Design, Sites, and Data Sources
During the 2014-2015 school year, the High 5s research team conducted a successful pilot phase at three public schools that received Building Blocks as part of the Making Pre-K Count (MPC) intervention. The pilot sites were selected to ensure representation of the variability in MPC sites, taking into account a number of factors, including borough, ethnicity/race, schedules, and capacity to implement the High 5s model. Facilitators were hired, trained, and supervised by Bank Street College. The pilot study was designed to determine the logistical feasibility of a full-scale High 5s intervention in New York City, and the research team focused on student attendance and engagement, curricular implementation, instructional quality, and reception by teachers, school administrators, and families, among other measures, to determine whether the intervention could be successfully implemented at scale.
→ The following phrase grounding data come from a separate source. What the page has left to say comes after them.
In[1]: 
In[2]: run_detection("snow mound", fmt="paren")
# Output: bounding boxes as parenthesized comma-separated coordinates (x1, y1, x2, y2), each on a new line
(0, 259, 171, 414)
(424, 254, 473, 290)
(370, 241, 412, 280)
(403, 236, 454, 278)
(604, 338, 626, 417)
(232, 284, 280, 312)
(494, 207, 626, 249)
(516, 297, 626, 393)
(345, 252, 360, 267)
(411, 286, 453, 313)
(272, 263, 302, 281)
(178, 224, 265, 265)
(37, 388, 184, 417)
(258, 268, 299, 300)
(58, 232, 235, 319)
The pilot year gave us confidence that High 5s can be implemented with fidelity and quality in MPC schools, that children’s attendance can be high, and that children can make sufficient progress in their math skills. Lessons from these pilot experiences will strengthen the implementation of the High 5s model during the full-scale phase of the program in 2015-2016.
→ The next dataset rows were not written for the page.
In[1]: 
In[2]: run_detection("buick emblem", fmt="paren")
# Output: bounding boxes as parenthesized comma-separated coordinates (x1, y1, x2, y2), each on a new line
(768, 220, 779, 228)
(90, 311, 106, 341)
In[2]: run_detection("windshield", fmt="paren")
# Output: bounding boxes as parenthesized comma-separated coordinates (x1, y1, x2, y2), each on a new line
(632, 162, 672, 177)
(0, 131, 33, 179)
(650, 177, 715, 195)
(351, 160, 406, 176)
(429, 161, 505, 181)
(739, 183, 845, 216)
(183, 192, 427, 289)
While the pilot evaluation of High 5s was focused on logistical feasibility and program implementation, the full-scale evaluation design must achieve two goals: (1) determine whether the High 5s clubs sustain or increase the effects of implementing the MPC Building Blocks curriculum in the preschool year, and (2) preserve our ability to determine the effects of the MPC intervention without any kindergarten enhancement. All of our design considerations begin with the sample of schools and centers that have already been randomly assigned to treatment or control conditions as part of MPC and build upon the comprehensive data collection strategy that is already in place.
The full implementation phase of High 5s will be offered to the children in 24 public school sites that were randomly assigned to receive the Building Blocks intervention during the 2014-2015 school year as part of MPC. There are two points of randomization, then, in the overall MPC and High 5s design: in the first, which has already occurred as part of the MPC evaluation, public preschools were randomized to either a business-as-usual group or a group receiving the Building Blocks intervention. In the second randomization, children in the public school Building Blocks group who return to those schools for kindergarten will be individually randomized to either High 5s or to a comparison group that receives regular kindergarten programming without High 5s. This will result in three research groups: (1) a group that receives no math enhancement in either preschool or kindergarten, (2) a group of children who receive only the preschool math intervention, and (3) a group of children who receive both the preschool and kindergarten interventions. The design will allow us to test both the impact of the MPC preschool intervention by itself and the impact of the preschool intervention as enhanced by the High 5s kindergarten add-on.